As a way of context, gender equality is one of the oldest and most sophisticated fields of EU law and policy (Bell 2011; Guerrina and Murphy 2016; Prechal 2004). The EU has undeniably contributed dynamically to the advancement of gender equality in the member states. It is often highlighted as a successful and vigorous field of EU law and policy (Caracciolo di Torella and Masselot 2013), even if indicators — such as the EIGE Gender Equality Index (see Jacquot and Kriszan in this volume) — show that gender equality rights have not yet achieved their full potential (https://eige.europa.eu/gender-equality-index). The footprint ofEU law on the UK legal system is no exception as the impact of European law on the development of the national equality policies has clearly been traced by scholars (Annesley and Gains 2013). However, this relationship is not unidirectional. The UK has also helped to shape the development of EU gender equality provisions (Hantrais 2018) and the shape the European gender regime (Fagan et al. 2006; see also von Wahl in this volume). In particular, the UK’s bias in favour of deregulation has permeated into the negotiations, limiting the scope of key policy initiatives such as the 1992 Pregnant Workers Directive (Foubert and Imamovic 2015; Elomaki 2015; McGlynn 1996, 2000; see also Milner in this volume).

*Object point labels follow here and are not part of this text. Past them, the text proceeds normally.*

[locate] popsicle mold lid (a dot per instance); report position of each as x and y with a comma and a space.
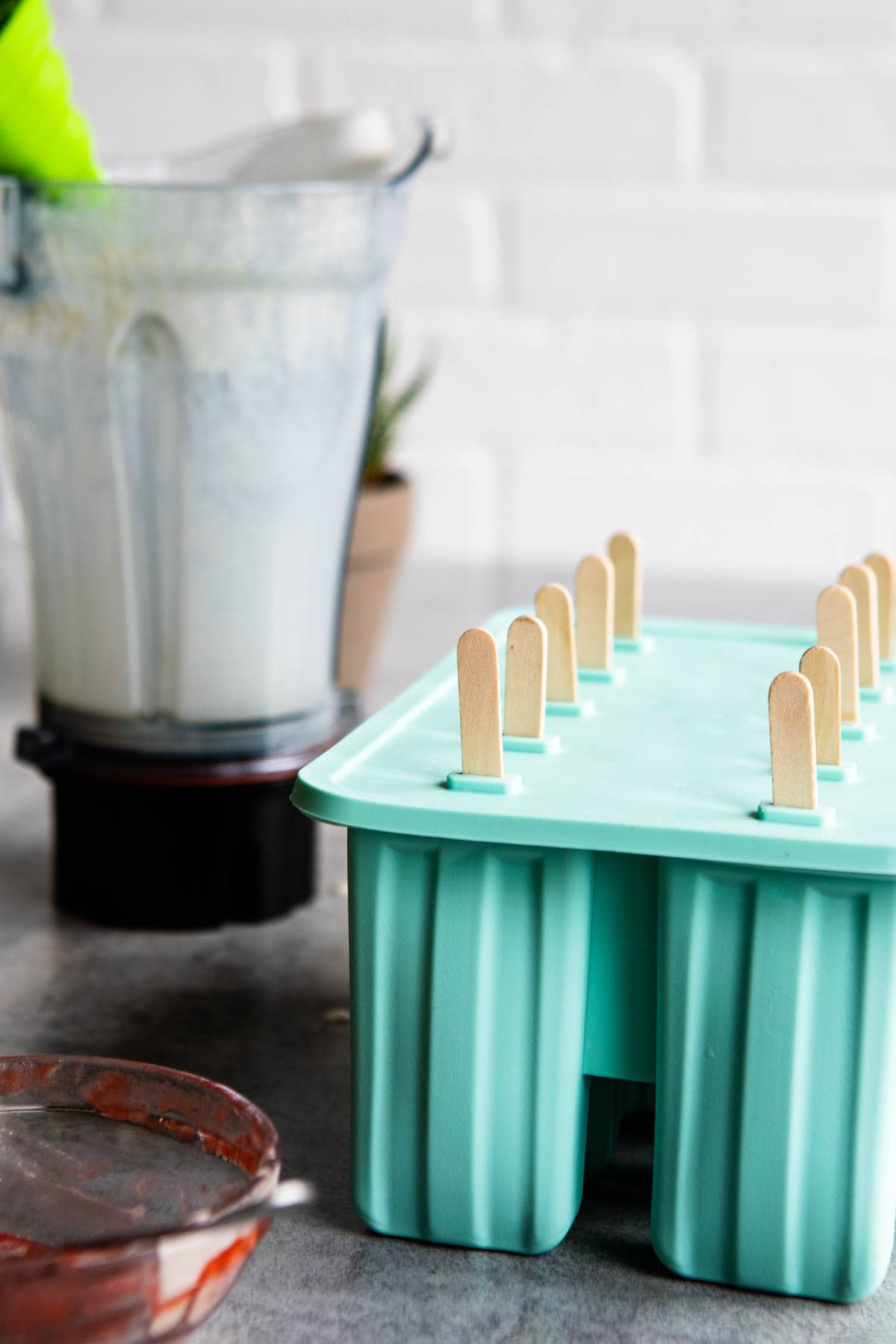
673, 764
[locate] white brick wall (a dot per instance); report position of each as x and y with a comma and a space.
659, 270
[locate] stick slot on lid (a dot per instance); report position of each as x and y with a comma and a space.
526, 678
882, 566
837, 631
862, 582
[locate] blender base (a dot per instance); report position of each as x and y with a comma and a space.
173, 844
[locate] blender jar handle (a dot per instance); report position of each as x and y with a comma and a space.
10, 233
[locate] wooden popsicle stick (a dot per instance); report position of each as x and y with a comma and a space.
882, 567
594, 605
822, 668
526, 678
554, 606
793, 742
480, 698
862, 582
836, 617
625, 554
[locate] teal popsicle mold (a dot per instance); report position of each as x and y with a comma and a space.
519, 960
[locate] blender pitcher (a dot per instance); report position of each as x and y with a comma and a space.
186, 371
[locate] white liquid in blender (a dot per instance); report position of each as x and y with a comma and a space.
188, 497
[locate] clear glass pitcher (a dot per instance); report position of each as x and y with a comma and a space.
186, 374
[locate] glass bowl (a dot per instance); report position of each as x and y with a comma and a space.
108, 1172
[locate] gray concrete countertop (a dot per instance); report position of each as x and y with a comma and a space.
250, 1007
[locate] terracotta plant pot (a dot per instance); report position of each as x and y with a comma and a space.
382, 524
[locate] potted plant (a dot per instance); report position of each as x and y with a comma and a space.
382, 523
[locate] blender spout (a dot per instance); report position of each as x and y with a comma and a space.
10, 234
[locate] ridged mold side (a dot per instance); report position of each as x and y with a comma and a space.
621, 1018
469, 974
774, 1162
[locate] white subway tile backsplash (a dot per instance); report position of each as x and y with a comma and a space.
307, 18
457, 499
524, 112
517, 381
748, 519
699, 255
788, 22
806, 119
805, 396
450, 253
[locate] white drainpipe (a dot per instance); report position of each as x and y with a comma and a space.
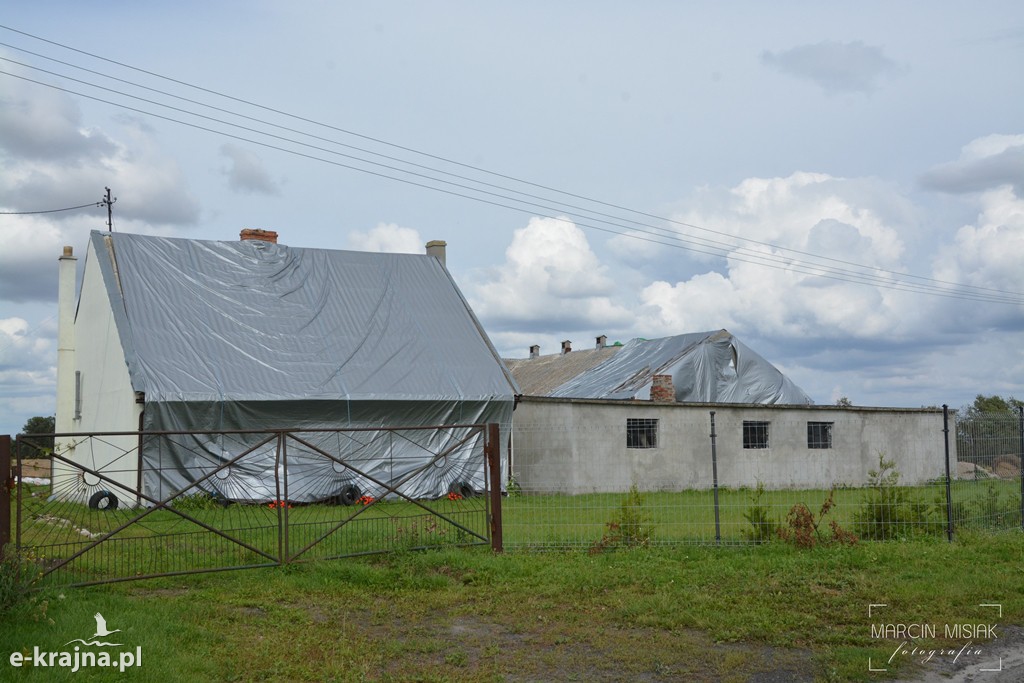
66, 343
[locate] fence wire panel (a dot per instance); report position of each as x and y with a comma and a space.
124, 506
605, 479
987, 485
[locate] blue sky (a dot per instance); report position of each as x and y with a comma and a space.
885, 137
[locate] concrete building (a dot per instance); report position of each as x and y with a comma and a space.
603, 419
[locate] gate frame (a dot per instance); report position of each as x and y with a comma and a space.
492, 479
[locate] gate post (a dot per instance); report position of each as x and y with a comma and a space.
6, 485
1020, 457
949, 499
493, 452
714, 474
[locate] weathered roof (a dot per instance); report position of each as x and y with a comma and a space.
706, 367
255, 321
541, 376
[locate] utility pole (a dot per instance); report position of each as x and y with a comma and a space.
109, 203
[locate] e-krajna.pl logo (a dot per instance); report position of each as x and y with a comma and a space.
79, 656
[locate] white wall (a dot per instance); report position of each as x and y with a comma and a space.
108, 398
577, 445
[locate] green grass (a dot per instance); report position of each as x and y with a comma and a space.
166, 542
688, 516
458, 614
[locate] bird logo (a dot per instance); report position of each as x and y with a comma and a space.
101, 632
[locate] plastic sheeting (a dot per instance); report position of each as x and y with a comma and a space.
707, 367
253, 335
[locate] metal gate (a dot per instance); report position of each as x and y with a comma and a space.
130, 505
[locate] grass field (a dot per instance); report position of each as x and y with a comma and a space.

This emphasis is relevant as it relates to the EU’s focus on preventing social dumping and maintaining a level playing field. Indeed, Article 8 of the Treaty on the Functioning of the EU (TFEU) requires that ‘|i|n all its activities, the Union shall aim to eliminate inequalities, and to promote equality, between men and women’ (see Guerrina 2005; Mergaert and Lombardo 2014; Pollack and Hafner-Burton 2000). Moreover, under Article 157(4) TFEU, the EU has a positive duty to achieve gender equality (Fredman 2005; McCrudden 2019). The EU’s negotiating team thus has a duty to ensure the process and outcomes do not disproportionally disadvantage women and safeguard the gender equality acquis. However, Brexit has not happened in a vacuum, but it unfolded in the aftermath of the 2008 financial crisis which had already relegated social cohesion and equality to second order issues (see Kantola and Lombardo in this volume). The key question in the context of the post-Brexit settlement is how much will key foundational principles come to bear on the outcome of the negotiations and, in so doing, shape the future of the equality agenda in the UK and Europe alike.